Эйджиро медленно поворачивает голову и смотрит зло исподлобья, пытаясь снова свалить этого мужика возбуждением. Он, в общем-то, и сам не особо знал, как это работает. Ему говорили — он делал. Так же и сейчас, только уже по собственной воле. Но он сам же передал карты в руки этому идиоту, пусть и не надолго, пока не отойдёт.
А Бакуго уже отходил — лицо снова начинало нагреваться. Это нехорошо. Что за чертовщина?.. Следующий удар оказался слабее, чем ожидалось, но всё же заставил Эйджиро задохнуться, схватиться за живот и согнуться пополам.
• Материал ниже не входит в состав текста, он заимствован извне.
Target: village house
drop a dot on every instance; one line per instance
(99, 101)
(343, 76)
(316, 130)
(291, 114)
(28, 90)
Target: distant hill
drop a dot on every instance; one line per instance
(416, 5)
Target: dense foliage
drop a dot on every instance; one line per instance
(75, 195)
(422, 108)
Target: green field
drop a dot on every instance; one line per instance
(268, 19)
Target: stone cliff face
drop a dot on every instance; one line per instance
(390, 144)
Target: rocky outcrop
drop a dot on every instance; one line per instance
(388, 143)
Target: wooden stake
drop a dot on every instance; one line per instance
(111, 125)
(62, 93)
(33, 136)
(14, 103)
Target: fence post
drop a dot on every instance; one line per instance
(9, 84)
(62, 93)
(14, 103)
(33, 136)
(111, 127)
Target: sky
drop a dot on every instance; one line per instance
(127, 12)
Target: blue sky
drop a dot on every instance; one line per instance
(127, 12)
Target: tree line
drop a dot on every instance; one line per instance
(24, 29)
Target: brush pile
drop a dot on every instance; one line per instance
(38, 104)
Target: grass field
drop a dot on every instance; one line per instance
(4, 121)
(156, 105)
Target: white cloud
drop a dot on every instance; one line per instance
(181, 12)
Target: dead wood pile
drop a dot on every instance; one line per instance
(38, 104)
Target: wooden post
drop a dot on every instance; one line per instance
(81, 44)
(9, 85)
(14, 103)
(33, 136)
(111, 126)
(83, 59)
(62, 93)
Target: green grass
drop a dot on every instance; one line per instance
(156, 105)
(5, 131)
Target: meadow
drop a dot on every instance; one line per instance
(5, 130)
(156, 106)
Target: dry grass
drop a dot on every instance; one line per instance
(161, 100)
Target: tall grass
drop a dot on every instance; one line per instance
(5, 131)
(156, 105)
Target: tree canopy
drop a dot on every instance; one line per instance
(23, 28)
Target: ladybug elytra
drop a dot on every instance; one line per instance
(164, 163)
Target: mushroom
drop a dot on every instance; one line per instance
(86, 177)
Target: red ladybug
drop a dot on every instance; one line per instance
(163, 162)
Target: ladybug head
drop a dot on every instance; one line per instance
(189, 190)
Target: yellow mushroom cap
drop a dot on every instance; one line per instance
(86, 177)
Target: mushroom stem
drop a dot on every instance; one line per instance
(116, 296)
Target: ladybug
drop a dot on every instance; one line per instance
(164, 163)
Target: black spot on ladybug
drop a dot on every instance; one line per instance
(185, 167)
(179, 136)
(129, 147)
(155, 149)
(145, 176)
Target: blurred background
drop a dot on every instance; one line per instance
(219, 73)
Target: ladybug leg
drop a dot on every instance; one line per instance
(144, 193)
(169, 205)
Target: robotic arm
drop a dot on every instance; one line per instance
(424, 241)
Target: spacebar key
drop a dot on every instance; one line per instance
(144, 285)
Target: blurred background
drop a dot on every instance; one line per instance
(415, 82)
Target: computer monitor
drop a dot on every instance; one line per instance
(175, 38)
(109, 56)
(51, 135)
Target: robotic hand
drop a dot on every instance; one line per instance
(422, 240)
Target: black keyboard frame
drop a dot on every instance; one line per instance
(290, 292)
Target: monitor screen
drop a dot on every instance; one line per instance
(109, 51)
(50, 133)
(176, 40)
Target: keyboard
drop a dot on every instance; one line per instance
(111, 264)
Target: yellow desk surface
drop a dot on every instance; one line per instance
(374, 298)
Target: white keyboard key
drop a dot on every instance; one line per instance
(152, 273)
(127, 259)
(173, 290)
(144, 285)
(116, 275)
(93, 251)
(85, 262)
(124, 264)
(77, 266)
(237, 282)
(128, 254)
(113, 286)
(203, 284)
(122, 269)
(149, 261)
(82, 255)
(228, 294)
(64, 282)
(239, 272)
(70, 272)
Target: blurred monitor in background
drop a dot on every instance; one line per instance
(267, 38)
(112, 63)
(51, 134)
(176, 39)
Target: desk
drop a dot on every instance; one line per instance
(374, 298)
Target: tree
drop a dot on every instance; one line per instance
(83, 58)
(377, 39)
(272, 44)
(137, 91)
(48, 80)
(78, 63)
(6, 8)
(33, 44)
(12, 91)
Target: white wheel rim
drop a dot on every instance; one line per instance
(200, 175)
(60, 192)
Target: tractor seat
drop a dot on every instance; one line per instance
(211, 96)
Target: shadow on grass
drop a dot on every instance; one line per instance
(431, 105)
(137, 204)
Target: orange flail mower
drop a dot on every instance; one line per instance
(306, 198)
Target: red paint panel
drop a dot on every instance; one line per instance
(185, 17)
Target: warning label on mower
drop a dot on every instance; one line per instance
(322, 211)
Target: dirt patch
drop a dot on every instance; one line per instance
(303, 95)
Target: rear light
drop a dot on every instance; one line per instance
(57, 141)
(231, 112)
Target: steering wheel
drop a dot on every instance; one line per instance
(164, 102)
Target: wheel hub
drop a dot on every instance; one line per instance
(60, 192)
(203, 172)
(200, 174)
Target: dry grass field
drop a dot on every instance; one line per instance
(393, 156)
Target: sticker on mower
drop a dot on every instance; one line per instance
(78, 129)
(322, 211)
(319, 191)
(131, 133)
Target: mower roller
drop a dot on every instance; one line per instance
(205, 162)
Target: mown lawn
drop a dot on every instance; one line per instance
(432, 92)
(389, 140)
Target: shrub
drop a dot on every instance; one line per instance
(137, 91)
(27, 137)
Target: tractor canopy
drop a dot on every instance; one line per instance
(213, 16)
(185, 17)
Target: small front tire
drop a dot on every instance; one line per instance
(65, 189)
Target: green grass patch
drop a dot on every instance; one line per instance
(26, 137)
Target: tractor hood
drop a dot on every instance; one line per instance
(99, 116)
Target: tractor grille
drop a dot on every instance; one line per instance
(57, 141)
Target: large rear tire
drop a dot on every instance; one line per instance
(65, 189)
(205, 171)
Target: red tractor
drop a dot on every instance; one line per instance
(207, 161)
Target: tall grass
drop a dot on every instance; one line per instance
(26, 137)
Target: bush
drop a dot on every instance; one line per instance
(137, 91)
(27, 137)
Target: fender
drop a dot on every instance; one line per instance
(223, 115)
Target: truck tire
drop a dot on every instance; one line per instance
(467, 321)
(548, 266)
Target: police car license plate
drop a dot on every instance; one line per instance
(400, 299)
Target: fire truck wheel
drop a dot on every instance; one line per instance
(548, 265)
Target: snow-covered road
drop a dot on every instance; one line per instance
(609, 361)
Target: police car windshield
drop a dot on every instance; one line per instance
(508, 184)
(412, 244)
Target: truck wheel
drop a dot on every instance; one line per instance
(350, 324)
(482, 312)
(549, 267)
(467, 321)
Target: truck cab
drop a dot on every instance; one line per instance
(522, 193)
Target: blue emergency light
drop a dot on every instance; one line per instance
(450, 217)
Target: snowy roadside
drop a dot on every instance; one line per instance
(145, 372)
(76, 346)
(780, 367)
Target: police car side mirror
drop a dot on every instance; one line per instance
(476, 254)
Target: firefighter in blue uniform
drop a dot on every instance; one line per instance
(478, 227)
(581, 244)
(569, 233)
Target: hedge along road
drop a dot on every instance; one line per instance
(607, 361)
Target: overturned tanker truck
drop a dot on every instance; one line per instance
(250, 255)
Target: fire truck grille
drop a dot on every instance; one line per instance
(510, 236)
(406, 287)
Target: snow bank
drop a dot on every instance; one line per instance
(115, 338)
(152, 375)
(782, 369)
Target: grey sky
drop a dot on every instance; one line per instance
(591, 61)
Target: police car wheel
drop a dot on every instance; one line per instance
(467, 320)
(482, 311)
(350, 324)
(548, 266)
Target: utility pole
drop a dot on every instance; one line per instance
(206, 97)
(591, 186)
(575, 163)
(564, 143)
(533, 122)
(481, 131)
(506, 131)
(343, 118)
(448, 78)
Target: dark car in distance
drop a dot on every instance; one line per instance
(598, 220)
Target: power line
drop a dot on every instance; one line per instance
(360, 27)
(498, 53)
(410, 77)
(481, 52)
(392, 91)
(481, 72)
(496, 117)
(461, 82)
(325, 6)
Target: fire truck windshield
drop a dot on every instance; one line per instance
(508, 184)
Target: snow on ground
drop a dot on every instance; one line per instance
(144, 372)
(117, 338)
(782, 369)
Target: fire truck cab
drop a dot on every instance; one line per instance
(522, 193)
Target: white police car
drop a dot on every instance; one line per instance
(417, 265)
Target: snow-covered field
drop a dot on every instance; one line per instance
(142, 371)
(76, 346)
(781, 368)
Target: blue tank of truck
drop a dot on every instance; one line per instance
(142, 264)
— Чего ты… этим хочешь добиться? — Эйджиро хрипит ещё сильнее, почти неразборчиво и заходится в кашле, сплёвывая кровавую слюну, а потом смотрит вверх почти с ненавистью.
— А ты глупее, чем выглядишь. Убить тебя, конечно. А потом и всех остальных, таких, как ты. Меня церковь тоже не принимает, но хотя бы не так сильно торопится в петлю засунуть мою голову, пока я убиваю вас. Не очень благородно, но назад пути у меня нет, — Бакуго горько усмехается и злится. На себя, на этого «Эйджиро», на ебучую церковь, которая забрала у него мать и дом, на хренового Бога, который «всё, мать твою, видит», но ничерта не делает. И во имя него он, можно сказать, сейчас лишает жизни такого же мудака, как он сам.
Нет, это не совесть.
Ещё один пинок приходится в уже битую скулу; Эйджиро на дрожащих руках поднимается и сплёвывает ещё один зуб. На него уже смотреть жалко.
Следующий удар он блокирует, но отбиваться не спешит только поднимает голову и жалобно смотрит — сдаётся.
— Пожалуйста, не надо. Я… Я знаю место, где есть ещё такие же, как я — монстры.
— Торгуешься со мной? Пощады просишь? Смотреть противно, — Бакуго на самом деле сам на ногах едва стоит. Эта херня снова творит, что попало. Извести его хочет. Да только слабоват духом оказался. И правда. Противно. — Если ты обманул меня — убью на месте и заберу себе твою голову. Цвет твоей кожи — прямое тому доказательство, что ты отродье дьявола.
— Я понял, — голос почти неслышно, но Бакуго-то слышит, опускает руки, показывая, что бить больше не будет, и подходит к столбу, чтоб понять, как отцепить его будущее пушечное мясо.